Playful, energy-efficient and multifaceted—the work of ANDlight is lighting up commercial and residential spaces across North America.
ANDlight offers a fresh perspective on lighting design. Made from unconventional materials such as felt, cork, and nylon, their products can be dimmed, tilted, and rearranged. Their tactility, and soft LED glow, is captivating.
The young Canadian company is the combined talents of industrial designers Lukas Peet and Caine Heintzman, and business director Matt Davis. Together, these creative visions meet to produce a series of versatile, post-modern lighting. Founded in 2012, the trio is quickly gaining momentum, and in 2017, are exhibiting for the first time at the International Contemporary Furniture Fair in New York City.
Peet and Heintzman refer to their design as "not sculpture", but functional, decorative lighting. They've cleverly integrated customizable features into each product—like materials that dampen sound, parts that can be tilted, and components that can be mixed and matched. For instance, the Slab is covered in sound-absorbing materials to help lower the acoustic ambience of a room. And Pipeline comprises varying lengths of lines and elbows to allow endless shaping possibilities.
With innovative artistry, ANDlight transforms a room in more ways than simply lighting it.

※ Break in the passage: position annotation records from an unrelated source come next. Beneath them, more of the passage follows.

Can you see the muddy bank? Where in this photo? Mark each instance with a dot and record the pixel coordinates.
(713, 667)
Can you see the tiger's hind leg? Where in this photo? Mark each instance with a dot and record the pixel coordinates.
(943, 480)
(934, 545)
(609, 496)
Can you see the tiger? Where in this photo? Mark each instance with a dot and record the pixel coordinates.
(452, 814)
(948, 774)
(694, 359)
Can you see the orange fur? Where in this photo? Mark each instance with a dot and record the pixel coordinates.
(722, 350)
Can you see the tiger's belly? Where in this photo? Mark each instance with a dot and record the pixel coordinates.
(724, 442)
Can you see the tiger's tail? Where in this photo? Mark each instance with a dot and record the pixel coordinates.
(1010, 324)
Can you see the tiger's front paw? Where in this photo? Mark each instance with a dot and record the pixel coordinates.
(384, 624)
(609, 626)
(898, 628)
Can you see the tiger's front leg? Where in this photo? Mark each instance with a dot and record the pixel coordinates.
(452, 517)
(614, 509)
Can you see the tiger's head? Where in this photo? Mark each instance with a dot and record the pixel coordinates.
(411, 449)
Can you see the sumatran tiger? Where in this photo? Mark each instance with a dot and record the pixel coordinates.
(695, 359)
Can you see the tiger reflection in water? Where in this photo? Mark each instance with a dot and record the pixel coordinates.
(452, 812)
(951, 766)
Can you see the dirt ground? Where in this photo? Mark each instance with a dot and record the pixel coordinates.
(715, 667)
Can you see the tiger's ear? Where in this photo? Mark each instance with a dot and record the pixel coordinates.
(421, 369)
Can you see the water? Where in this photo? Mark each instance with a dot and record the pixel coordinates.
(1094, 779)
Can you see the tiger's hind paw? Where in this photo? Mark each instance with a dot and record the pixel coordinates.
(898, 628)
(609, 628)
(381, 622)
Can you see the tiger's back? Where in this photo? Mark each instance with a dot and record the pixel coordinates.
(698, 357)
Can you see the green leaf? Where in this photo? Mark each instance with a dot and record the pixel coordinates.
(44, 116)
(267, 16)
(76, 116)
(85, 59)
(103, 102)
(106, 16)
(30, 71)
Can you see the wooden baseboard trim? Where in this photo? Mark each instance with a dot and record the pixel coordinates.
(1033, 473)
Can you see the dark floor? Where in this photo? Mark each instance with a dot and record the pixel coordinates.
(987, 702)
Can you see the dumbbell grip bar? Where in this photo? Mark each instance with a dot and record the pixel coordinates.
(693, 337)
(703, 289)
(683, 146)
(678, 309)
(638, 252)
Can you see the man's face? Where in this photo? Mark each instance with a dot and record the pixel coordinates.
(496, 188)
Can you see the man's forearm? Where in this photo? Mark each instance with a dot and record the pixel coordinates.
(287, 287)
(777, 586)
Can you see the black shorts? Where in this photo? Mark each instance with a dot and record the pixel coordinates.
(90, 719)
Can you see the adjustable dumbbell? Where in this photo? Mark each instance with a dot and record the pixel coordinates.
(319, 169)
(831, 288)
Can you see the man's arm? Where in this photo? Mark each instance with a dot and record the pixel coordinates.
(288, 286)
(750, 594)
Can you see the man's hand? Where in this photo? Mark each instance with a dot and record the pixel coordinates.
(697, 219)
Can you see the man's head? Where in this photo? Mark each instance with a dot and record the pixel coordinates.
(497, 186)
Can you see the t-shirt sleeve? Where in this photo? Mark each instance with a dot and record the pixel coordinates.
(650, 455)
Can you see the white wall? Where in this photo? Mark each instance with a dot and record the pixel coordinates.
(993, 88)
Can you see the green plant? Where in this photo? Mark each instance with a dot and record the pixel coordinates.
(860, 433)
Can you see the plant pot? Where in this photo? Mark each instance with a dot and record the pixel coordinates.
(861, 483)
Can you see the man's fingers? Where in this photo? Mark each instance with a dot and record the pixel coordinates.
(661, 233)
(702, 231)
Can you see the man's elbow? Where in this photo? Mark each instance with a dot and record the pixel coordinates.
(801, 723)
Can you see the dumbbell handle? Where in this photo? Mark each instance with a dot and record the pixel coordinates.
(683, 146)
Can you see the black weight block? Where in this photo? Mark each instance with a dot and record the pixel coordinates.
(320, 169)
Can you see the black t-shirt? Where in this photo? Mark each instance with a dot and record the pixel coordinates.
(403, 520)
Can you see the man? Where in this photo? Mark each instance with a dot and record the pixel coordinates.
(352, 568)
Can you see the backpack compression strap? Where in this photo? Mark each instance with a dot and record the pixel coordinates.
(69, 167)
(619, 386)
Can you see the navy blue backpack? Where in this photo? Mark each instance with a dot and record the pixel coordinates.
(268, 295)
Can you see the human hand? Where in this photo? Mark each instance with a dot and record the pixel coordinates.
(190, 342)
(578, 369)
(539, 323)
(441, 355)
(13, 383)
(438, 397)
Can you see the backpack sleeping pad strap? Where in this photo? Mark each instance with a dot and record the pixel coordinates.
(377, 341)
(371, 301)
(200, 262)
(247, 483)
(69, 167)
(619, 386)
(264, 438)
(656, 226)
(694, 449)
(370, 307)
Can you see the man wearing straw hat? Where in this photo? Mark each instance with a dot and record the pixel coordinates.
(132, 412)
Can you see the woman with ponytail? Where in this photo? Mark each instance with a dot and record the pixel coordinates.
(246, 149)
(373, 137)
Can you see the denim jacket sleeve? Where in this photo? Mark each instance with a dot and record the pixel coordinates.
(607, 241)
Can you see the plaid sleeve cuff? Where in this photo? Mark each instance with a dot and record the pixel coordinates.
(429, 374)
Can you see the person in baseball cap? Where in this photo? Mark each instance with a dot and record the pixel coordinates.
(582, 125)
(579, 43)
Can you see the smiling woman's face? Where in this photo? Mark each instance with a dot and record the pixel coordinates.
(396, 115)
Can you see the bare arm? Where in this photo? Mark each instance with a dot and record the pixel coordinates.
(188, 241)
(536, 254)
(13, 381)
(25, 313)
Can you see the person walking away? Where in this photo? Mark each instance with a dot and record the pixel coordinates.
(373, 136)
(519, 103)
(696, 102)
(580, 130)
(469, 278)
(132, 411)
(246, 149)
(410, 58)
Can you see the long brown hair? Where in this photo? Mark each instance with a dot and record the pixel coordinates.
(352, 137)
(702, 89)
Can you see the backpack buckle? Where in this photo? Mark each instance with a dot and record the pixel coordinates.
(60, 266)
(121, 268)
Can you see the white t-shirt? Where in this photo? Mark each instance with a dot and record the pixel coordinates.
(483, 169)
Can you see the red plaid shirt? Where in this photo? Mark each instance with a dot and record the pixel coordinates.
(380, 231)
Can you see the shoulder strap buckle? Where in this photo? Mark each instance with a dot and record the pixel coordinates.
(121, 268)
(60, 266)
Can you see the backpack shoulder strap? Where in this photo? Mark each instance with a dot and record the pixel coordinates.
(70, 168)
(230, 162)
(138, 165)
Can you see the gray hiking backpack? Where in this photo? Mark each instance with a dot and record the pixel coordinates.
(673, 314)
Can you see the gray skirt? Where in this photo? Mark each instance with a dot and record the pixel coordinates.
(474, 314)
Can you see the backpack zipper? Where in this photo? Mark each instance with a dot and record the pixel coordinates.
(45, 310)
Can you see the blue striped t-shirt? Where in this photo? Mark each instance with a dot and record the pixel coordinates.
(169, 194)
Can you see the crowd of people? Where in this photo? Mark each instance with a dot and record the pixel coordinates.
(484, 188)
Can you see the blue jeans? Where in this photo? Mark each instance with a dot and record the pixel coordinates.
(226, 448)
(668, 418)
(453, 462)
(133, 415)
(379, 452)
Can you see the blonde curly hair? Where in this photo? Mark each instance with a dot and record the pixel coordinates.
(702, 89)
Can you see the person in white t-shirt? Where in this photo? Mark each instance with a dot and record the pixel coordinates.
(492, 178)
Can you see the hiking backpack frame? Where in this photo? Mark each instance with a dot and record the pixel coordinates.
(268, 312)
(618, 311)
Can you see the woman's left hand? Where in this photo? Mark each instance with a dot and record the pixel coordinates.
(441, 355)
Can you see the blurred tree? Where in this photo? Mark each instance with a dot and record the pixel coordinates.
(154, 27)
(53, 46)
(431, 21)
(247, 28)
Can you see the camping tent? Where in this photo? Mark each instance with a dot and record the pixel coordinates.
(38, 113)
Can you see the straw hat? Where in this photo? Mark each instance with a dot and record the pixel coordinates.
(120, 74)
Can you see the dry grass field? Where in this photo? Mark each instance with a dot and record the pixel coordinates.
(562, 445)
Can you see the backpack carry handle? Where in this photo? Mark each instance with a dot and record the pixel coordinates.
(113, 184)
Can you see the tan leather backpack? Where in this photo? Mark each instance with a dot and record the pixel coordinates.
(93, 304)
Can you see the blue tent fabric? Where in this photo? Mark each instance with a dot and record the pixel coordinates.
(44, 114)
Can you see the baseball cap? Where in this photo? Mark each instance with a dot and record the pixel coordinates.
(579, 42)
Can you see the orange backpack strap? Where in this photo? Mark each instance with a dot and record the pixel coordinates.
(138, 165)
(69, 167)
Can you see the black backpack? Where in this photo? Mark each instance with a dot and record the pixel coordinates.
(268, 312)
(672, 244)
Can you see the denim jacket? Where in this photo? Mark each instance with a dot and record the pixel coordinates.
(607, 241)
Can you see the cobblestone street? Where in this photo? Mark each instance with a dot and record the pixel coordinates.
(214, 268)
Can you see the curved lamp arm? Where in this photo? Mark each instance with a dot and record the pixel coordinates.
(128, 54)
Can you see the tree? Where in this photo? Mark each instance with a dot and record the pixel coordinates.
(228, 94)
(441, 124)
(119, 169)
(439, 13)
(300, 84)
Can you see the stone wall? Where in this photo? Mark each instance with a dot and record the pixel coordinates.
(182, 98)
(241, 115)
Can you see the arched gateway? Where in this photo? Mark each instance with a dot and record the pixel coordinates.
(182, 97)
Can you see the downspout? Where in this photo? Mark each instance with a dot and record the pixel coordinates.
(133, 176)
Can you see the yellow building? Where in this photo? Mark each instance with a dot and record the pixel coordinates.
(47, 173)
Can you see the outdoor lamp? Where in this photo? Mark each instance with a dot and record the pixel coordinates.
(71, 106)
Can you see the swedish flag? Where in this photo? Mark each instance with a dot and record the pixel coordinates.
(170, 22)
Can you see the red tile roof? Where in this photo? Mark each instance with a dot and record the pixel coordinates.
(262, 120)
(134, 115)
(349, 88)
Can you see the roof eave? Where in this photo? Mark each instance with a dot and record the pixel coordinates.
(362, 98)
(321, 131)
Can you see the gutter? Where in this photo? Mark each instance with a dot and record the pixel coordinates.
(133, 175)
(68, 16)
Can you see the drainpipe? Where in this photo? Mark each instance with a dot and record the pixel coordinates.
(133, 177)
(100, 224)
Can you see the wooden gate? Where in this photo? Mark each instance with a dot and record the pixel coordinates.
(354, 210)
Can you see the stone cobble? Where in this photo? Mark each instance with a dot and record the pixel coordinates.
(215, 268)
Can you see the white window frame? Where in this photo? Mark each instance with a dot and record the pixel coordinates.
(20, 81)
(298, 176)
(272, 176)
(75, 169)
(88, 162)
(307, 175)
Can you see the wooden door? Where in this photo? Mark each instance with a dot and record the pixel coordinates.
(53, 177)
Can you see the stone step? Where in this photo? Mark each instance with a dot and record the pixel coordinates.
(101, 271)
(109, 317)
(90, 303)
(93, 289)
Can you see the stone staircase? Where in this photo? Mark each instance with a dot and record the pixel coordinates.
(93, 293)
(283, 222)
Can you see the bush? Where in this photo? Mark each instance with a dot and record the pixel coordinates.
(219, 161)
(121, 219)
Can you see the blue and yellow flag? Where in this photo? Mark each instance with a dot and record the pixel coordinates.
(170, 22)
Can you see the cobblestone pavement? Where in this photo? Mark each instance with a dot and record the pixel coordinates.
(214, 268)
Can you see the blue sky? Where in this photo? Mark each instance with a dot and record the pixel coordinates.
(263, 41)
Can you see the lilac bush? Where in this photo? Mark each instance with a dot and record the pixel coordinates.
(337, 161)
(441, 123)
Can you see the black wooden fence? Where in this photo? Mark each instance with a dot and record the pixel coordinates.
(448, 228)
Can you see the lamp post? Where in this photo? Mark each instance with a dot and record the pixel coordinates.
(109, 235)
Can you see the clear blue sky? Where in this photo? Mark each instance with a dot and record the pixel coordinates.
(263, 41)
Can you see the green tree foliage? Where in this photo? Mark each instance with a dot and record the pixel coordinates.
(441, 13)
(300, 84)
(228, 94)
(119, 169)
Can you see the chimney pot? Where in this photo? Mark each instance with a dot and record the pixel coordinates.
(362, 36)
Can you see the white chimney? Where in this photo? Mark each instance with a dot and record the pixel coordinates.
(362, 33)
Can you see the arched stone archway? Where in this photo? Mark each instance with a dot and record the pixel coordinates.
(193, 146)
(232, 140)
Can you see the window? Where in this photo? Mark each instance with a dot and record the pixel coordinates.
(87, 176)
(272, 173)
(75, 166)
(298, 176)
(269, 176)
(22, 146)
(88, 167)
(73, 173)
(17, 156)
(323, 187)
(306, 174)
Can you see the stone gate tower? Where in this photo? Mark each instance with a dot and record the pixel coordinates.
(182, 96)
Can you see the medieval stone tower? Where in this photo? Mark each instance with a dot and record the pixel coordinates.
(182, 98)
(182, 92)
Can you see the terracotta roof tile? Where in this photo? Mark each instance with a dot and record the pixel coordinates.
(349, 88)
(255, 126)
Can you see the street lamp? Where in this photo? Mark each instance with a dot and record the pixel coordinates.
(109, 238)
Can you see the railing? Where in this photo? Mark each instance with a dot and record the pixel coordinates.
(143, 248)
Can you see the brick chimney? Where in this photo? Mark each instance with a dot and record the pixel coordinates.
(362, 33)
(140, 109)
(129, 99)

All products are designed and hand-assembled at the ANDlight studio in Vancouver, Canada.
Heintzman, Davis and Peet sit beneath a Button light in the ANDlight studio. All ANDlight products are designed and hand-assembled in their industrial Vancouver workspace, originally built as a stable in the early century.
Fahim Kassam
The ANDlight studio occupies the ground floor of an expansive industrial space in Vancouver BC. Peet, Heintzman and Davis partitioned the space with fir-framed corrugated plexiglass walls to form a welcoming office space in the front and an industrious workshop in the back.
Fahim Kassam
Spotlight Volumes — Design, Lukas Peet
A pendant light with two shades, made from a combination of four possible shade types. Each end has an LED globe bulb to illuminate both above and below. The electrical cord acts as an additional design feature, wrapping around the midsection and gently curving towards the ceiling.
Spotlight Volumes — Design, Lukas Peet
The aluminum-spun pendant light can be configured as a table lamp, or hung from the ceiling to shine light from above and below.
Slab — Design, Lukas Peet
Using a 15mm thick panel of opaque acrylic, the Slab has a subtle but transfixing glow. The sound absorbing face is designed to lower the acoustic ambience of a room by using soft materials—grey, green or yellow felt, and cork.
Slab — Design, Lukas Peet
The Slab 20 is the smallest in the Slab series. It can be configured as a wall mount or as a pendant, hung in singles or multiples.
Janis Nicolay, Design by Evoke international Design Inc.
Pipeline — Design, Caine Heintzman
The Pipeline’s modular design allows endless shaping possibilities. It has a dimmable, linear LED bulb housed in either a black, white, polished aluminum, or copper finish.
Pipeline — Design, Caine Heintzman
The Pipeline's myriad configurations allow it to be suitable as a small accent piece or arranged into a large-scale installation.
Button — Design, Lukas Peet
Aptly named, the Button has a nylon rope threaded through its centre. It emits light through a diffused acrylic face, which can be controlled directionally by tilting it. It’s available as a pendant, wall mount or ceiling mount with variable back face options.